Ogni Stato al suo interno è sovrano e deve essere in grado di scegliere il modello istituzionale che preferisce senza interferenze. Non esiste un modello oggettivamente giusto e riconosciuto universalmente. È comprensibile che dietro poteri falsamente moralistici si possano occultare autentici interessi strategici, economici o di egemonia che immancabilmente sarebbero apportatori di caos e tensione internazionale. Inoltre, sappiamo che la democrazia è un sistema caratterizzato dalla partecipazione e dalla mobilitazione popolare, ma oggi in molte società occidentali, osserviamo il fenomeno opposto.

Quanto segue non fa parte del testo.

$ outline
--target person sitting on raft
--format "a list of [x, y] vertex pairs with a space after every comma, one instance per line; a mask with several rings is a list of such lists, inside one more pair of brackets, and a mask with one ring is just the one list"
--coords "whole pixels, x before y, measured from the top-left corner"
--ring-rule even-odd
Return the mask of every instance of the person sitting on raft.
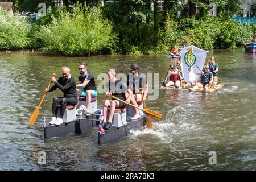
[[[139, 72], [139, 67], [137, 64], [131, 64], [129, 71], [130, 73], [127, 76], [127, 85], [133, 93], [131, 102], [133, 105], [139, 106], [138, 104], [146, 100], [148, 93], [148, 84], [146, 76]], [[135, 114], [131, 118], [131, 120], [138, 119], [141, 117], [139, 109], [134, 108], [134, 110]]]
[[172, 64], [171, 64], [170, 69], [167, 76], [164, 79], [164, 82], [168, 78], [170, 79], [170, 81], [166, 84], [164, 84], [164, 86], [168, 87], [170, 86], [175, 86], [177, 89], [180, 86], [181, 77], [180, 72], [179, 71], [179, 69], [176, 68], [175, 65]]
[[204, 66], [204, 69], [197, 73], [197, 75], [201, 75], [200, 82], [196, 83], [196, 85], [193, 88], [188, 89], [189, 91], [195, 91], [195, 89], [198, 88], [206, 89], [207, 88], [210, 88], [212, 86], [213, 82], [213, 76], [212, 73], [209, 69], [209, 65], [207, 64]]
[[[109, 82], [106, 85], [106, 97], [109, 98], [111, 96], [125, 101], [126, 104], [119, 102], [114, 98], [112, 98], [110, 101], [108, 99], [102, 101], [103, 107], [103, 124], [102, 127], [104, 129], [110, 129], [112, 126], [112, 119], [114, 117], [115, 109], [125, 108], [126, 104], [130, 104], [133, 92], [127, 88], [127, 85], [121, 80], [117, 79], [117, 73], [114, 69], [109, 69], [107, 72]], [[128, 92], [129, 96], [126, 100], [125, 93]], [[109, 117], [107, 122], [108, 109], [110, 107]]]
[[87, 64], [82, 63], [79, 65], [79, 72], [78, 78], [79, 84], [76, 85], [77, 96], [79, 97], [86, 97], [86, 117], [90, 117], [90, 107], [92, 97], [96, 97], [98, 93], [95, 85], [94, 78], [93, 75], [88, 71]]
[[172, 49], [170, 49], [170, 52], [169, 53], [169, 56], [179, 56], [180, 55], [179, 53], [179, 48], [177, 47], [176, 45], [174, 45]]
[[215, 63], [215, 58], [212, 56], [209, 61], [209, 68], [213, 76], [213, 85], [218, 84], [218, 64]]

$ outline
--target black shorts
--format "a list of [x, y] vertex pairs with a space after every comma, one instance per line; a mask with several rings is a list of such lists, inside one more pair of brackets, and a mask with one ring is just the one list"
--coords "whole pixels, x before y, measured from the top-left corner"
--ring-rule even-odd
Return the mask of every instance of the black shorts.
[[[115, 100], [115, 99], [112, 99], [112, 101], [114, 101], [114, 100], [115, 100], [115, 101], [117, 101], [117, 100]], [[118, 102], [119, 102], [119, 106], [118, 106], [118, 107], [117, 107], [117, 109], [123, 109], [123, 108], [125, 108], [125, 107], [126, 106], [126, 105], [125, 104], [125, 103], [123, 103], [123, 102], [121, 102], [121, 101], [118, 101]]]

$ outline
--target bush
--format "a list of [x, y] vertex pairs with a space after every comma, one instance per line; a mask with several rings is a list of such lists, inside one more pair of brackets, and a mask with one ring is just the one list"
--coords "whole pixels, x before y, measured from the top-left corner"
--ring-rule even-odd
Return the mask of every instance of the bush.
[[43, 49], [65, 56], [88, 55], [113, 44], [112, 26], [103, 19], [100, 7], [77, 4], [72, 12], [59, 11], [59, 15], [53, 15], [52, 22], [40, 30]]
[[30, 43], [30, 23], [0, 7], [0, 49], [24, 48]]

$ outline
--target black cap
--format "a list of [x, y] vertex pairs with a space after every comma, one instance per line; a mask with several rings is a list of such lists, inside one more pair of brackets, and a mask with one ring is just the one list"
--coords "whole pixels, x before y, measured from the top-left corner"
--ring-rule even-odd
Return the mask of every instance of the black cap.
[[133, 69], [139, 70], [139, 65], [137, 64], [131, 64], [131, 66], [130, 67], [130, 70], [133, 70]]

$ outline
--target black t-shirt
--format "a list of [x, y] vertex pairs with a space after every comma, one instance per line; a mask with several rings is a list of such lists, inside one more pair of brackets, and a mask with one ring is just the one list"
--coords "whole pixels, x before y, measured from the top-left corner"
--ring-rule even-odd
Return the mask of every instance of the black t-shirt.
[[135, 76], [133, 73], [129, 73], [127, 76], [127, 85], [133, 91], [133, 94], [140, 93], [139, 89], [145, 89], [144, 85], [147, 84], [147, 78], [144, 74], [139, 73], [139, 76]]
[[96, 90], [96, 86], [95, 86], [94, 78], [93, 75], [89, 72], [87, 72], [86, 74], [83, 77], [82, 75], [79, 75], [79, 80], [81, 83], [83, 83], [85, 80], [88, 81], [88, 84], [84, 88], [85, 91], [88, 90]]
[[[121, 80], [116, 80], [114, 82], [109, 81], [106, 83], [106, 91], [111, 92], [112, 95], [123, 101], [126, 100], [125, 93], [127, 92], [127, 87], [126, 84]], [[112, 98], [114, 100], [114, 98]]]
[[59, 88], [63, 92], [64, 97], [73, 97], [77, 99], [76, 86], [76, 80], [73, 77], [71, 76], [69, 79], [65, 79], [63, 77], [61, 77], [58, 79], [57, 82], [50, 88], [49, 92]]

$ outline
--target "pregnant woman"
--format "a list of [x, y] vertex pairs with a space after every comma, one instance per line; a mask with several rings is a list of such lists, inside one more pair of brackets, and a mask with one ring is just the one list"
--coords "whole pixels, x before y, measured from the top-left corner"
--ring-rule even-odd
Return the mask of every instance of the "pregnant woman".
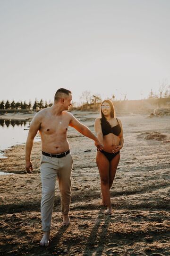
[[102, 118], [95, 119], [94, 128], [103, 147], [102, 150], [97, 150], [96, 160], [101, 178], [102, 204], [107, 207], [104, 212], [111, 214], [110, 190], [120, 160], [119, 150], [123, 147], [123, 129], [120, 120], [115, 117], [111, 101], [102, 101], [101, 113]]

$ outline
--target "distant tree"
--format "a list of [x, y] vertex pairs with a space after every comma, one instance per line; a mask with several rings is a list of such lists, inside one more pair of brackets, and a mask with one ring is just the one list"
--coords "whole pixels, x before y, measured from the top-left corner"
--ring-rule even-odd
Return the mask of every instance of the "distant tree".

Ignoranza politica, apatia e ignavia dei cittadini che non si sentono più nemmeno cittadini ma abitanti, unicamente dei residenti che è tutt’ altra cosa

Molti credono che la democrazia non sia nient’altro che un diritto acquisito e non pensano di avere il dovere di coltivare tale forma di governo la cui sovranità è nelle mani del popolo e sono incapaci di uscire dal proprio “particulare” per partecipare, come invitava a fare una vecchia canzone di Giorgio Gaber che parlava appunto di partecipazione. Questo perché è solo dal coinvolgimento che nasce la comunità e in tal modo non rischia di disgregarsi. Quando i confini di una nazione si trasformano in una porta girevole, la nazione cessa di esistere come insieme di persone coscienti della propria peculiarità.

A questo proposito, il filosofo del diritto Carl Schmitt avverte: “Il potere democratico risiede nel popolo soltanto quando questo è uno”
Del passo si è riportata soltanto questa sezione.